Importance Of A Proper Footbath

The last few years have been trying for everyone in the dairy industry, and dairy farmers are no exception to that. As a hoof trimmer of 18 years, I have been on hundreds of dairy farms worldwide and continue to be amazed by the levels of digital dermatitis (DD) I still see when visiting farms.

In the early part of 2020, I received a phone call from a new farm in the Midwest. They were calling because their hairy wart problem had gotten worse in the past few months leading up to their call. I asked the typical questions: How often are you trimming? Do you have a footbath on the farm? Are you using the footbath and how often? What are you using in the footbath?

They were trimming twice per year, though they were not doing interval trimming in the optimal time frame. For the footbath, they had a very well-designed bath and were running it three times per week using dry copper sulfate. We talked a bit more and set up a time for me to come out and investigate what was going on with his herd.

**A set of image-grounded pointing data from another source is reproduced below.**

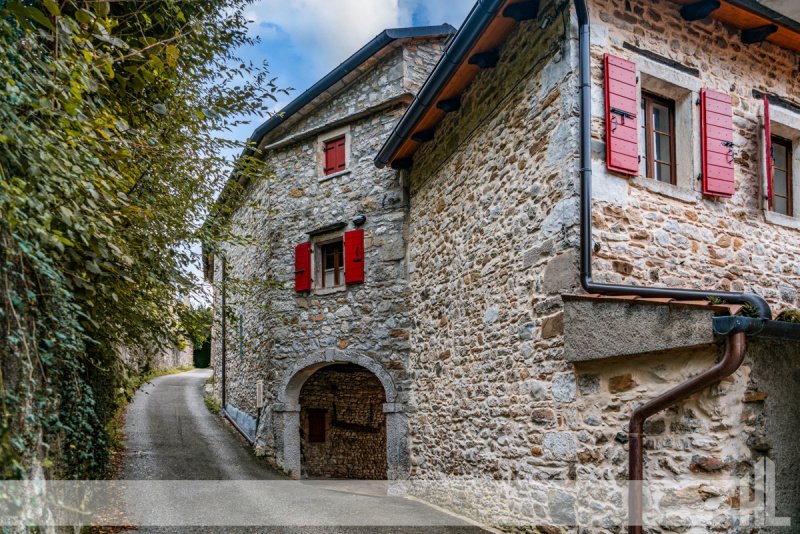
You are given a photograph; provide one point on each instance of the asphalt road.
(190, 471)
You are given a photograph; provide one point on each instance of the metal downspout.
(735, 347)
(223, 350)
(586, 200)
(735, 344)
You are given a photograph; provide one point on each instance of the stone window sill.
(334, 175)
(782, 220)
(329, 290)
(668, 190)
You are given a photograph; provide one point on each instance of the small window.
(335, 155)
(781, 176)
(316, 425)
(657, 138)
(331, 264)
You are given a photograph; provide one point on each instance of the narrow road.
(189, 471)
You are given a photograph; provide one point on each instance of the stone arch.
(286, 412)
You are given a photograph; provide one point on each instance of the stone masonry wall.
(279, 326)
(491, 233)
(355, 442)
(493, 242)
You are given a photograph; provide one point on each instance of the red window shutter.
(716, 122)
(768, 151)
(334, 155)
(302, 267)
(622, 132)
(354, 257)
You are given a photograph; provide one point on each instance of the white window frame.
(317, 267)
(783, 123)
(320, 144)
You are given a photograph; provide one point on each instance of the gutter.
(380, 41)
(735, 345)
(587, 282)
(732, 359)
(476, 22)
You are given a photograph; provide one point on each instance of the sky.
(302, 40)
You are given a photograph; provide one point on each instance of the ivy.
(109, 162)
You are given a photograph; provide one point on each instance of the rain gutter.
(587, 282)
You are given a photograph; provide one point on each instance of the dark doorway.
(343, 427)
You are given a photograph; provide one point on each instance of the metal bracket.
(623, 114)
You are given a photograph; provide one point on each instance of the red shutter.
(302, 267)
(716, 121)
(622, 132)
(334, 155)
(768, 151)
(354, 257)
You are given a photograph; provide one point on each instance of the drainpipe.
(586, 200)
(223, 333)
(730, 362)
(735, 344)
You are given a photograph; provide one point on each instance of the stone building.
(563, 168)
(567, 166)
(312, 367)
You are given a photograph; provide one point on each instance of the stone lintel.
(285, 407)
(598, 330)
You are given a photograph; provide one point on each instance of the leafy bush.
(108, 165)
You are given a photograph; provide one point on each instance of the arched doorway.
(342, 424)
(290, 418)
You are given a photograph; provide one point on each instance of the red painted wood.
(302, 267)
(354, 257)
(716, 124)
(768, 149)
(622, 134)
(334, 155)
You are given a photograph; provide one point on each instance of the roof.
(488, 26)
(380, 41)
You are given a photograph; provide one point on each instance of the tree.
(109, 163)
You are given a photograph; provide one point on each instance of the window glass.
(657, 138)
(781, 176)
(332, 264)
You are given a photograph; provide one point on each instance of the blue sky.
(304, 39)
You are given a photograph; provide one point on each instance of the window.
(781, 176)
(657, 138)
(331, 264)
(335, 160)
(316, 425)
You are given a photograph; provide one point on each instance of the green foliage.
(108, 165)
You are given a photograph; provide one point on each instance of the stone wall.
(491, 238)
(273, 327)
(654, 233)
(493, 242)
(355, 444)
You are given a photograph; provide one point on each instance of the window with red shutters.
(335, 155)
(354, 257)
(622, 146)
(302, 267)
(716, 121)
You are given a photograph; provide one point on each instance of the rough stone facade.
(493, 243)
(272, 328)
(355, 425)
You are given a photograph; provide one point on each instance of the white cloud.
(327, 30)
(436, 11)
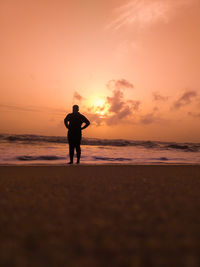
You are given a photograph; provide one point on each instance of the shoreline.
(107, 215)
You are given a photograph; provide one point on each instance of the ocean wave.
(35, 139)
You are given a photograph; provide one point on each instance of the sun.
(99, 106)
(98, 102)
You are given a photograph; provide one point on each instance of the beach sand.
(88, 216)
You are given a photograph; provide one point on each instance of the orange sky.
(132, 66)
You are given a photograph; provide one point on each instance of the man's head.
(75, 108)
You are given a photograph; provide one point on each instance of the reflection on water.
(57, 153)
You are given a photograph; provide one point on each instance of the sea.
(29, 149)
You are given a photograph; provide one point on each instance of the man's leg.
(78, 151)
(71, 152)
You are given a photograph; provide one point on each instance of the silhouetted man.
(73, 122)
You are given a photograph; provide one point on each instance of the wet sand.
(88, 216)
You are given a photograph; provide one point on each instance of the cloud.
(144, 13)
(157, 97)
(119, 84)
(77, 96)
(119, 107)
(150, 118)
(15, 107)
(185, 99)
(194, 114)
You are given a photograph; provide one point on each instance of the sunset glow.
(131, 66)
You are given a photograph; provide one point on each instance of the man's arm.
(66, 122)
(87, 123)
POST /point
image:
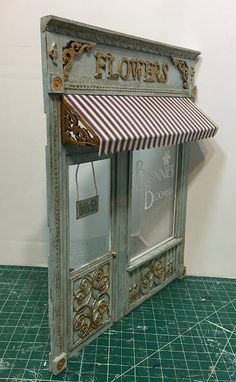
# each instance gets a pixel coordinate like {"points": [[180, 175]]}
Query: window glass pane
{"points": [[90, 235], [153, 193]]}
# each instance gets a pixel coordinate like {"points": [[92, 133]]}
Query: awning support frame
{"points": [[74, 129]]}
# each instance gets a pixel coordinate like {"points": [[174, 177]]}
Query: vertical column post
{"points": [[57, 194]]}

Upon arrival, everything the dairy producer claimed was true. They had a very nice footbath and a very nice herd of cattle in a well-designed, comfortable barn. I looked at the suspect cows, and they had DD and needed a better-scheduled maintenance program in place. Next, we went to his footbath to see what was going on. He was running dry copper sulfate but wasn’t running it at the proper percentage or frequency to have the desired results. Therefore, a lot of time and money was being wasted, as well as missing out on a lot of production. In fact, they were running about half as much as I would recommend to control DD and only half as frequently as well.

I told him I would finish trimming the ones that needed to be trimmed and wanted to show him how to get his herd down to zero warts with the copper sulfate product he was using.

The new protocol doubled the amount of product and increased frequency to seven days a week. The producer pushed back on what the cost would be to run the bath at full strength. I explained that dry copper sulfate is a great product, but it needs to run at proper strength and frequency, especially with the weather conditions of the Midwest. I assured him that if he followed the protocol, warts would get wiped out and he would see the benefits. He agreed to run the protocol and agreed that I would follow up in about a month, revisiting the farm and the protocol.

Upon my return one month later, the producer happily stated, “You’re going to notice that our hairy warts have pretty well dried up, and the cows are doing amazing.” The extra cost of the footbath was minimal compared to the increase in performance they experienced from the cows. Now that he knew what a herd free from DD could be like, the next step I proposed was to switch the product to one that was lower cows and could be used less frequently (back to three times per week). He was hesitant at first and certainly did not want to do anything that would jeopardize his cows going back to having DD in the barn again.

However, with trust in the process, the results spoke for themselves. With the barn free of DD, a lot of the factors contributing to the success of a dairy had increased, like the milk production, conception rate, and the lowering of cull rate, which also gave the dairy more power to choose which cows to cull in order to retain some of the better genetics and improve overall herd quality.

I have started working with and helping other hoof professionals with footbath management, as they are truly the ones who know the hoof situation on each dairy they service and often have the resources to help but are overlooked or not consulted with. Many of us, as professional trimmers, are dedicated to taking care of cows and helping them reach their full potential. We can achieve this by working with producers to put a proper maintenance trimming and footbath schedule in place. This means there are fewer lame cows and fewer cows that need wraps and other treatments to correct problems we would rather be part of solving on the front end.

I think we can all agree that, in the end, we owe the cows the best care possible, and that is paid back with positive results.

No two dairy farm operations are alike. But working with the people who know your cows’ feet the best to help put protocols in place can lead to the solution that has your herd free from DD and performing at their best.